# OMG she ate all her food



## CHITheresa (Apr 30, 2011)

OMG !!! I was getting cats food ready for them and Amberleah kept scratching my leg and I finally fig out she wanted hers now. So I made hers and she ate it up fast. I did not for 1st time have to sit and feed it to her bit at a time. OMG what a change and her Poop is looking great now all 1 pc and moist not dry. I Love ZP and Weruva..Plus the supplements Kim has her on.


----------



## elaina (Jul 1, 2008)

Yay!!! thats great news  . my girls love Ziwi peak too. What is Weruva, i never heard of it?


----------



## Finn (Sep 14, 2010)

I am sooooooo happy to hear she has her appetite back (or it finally kicked in). Please give your baby a big hug and kiss.


----------



## CHITheresa (Apr 30, 2011)

elaina said:


> Yay!!! thats great news  . my girls love Ziwi peak too. What is Weruva, i never heard of it?


Here is Link, Weruva - People Food for Pets


I feed her ZP in Morning and the Weruva in evening. Kim the Holistic sent me.


----------



## CHITheresa (Apr 30, 2011)

Finn said:


> I am sooooooo happy to hear she has her appetite back (or it finally kicked in). Please give your baby a big hug and kiss.


Oh she is a huge finicky eater and I had to sit and feed her by hand to get her to eat.


----------



## woodard2009 (Aug 4, 2010)

Way to go Amberleah!! So happy to hear such good news!! That's a great sign her begging to eat! Keep up the great work!!!


----------



## CHITheresa (Apr 30, 2011)

woodard2009 said:


> Way to go Amberleah!! So happy to hear such good news!! That's a great sign her begging to eat! Keep up the great work!!!


Oh I know not even a week yet. Friday evening meal be a week.  I am such a happy mommy.


----------



## Wicked Pixie (Oct 14, 2011)

That is great news!
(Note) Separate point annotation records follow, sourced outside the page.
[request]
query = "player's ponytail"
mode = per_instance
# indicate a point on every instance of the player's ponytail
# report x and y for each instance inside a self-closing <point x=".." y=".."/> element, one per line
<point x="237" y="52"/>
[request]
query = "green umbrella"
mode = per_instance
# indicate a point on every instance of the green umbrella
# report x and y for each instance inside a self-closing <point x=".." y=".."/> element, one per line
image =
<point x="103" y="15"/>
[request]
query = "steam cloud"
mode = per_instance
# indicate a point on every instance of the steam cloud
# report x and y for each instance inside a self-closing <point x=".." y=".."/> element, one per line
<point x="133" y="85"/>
That Weruva looks delicious, I would happily eat that myself!


----------



## ~LS~ (Oct 29, 2011)

GREAT news! :thumbright:

I'm very happy for your little girl, and am hoping for lots of improvements health wise in her near future.


----------



## russelgrane (Jul 30, 2012)

That's pretty cool, If she eat much then I will recommend you to go far a walk or play with him after feeding her. This will help her to grow strategically.


----------



## CHITheresa (Apr 30, 2011)

russelgrane said:


> That's pretty cool, If she eat much then I will recommend you to go far a walk or play with him after feeding her. This will help her to grow strategically.


We go for short walks and water the flowers around the acre of our yard. I don't wonder too far we have a bear in area came 2 nights ago go my feeder again GRR!!! Plus we fetch in the house.


----------



## LBChi (Mar 12, 2012)

That is great! Way to go amberleah! All of our prayers are working.


----------



## lulu'smom (Jan 4, 2012)

I am soooo excited for you Theresa! And for Amberleah Lou Lou!! I think you will start seeing such an improvement in her with this wonderful food! Keep us posted.


----------



## princess_ella (Jun 4, 2005)

Wicked Pixie said:


> That is great news! That Weruva looks delicious, I would happily eat that myself!


Weruva looks good to me too glad she's eating on her own


----------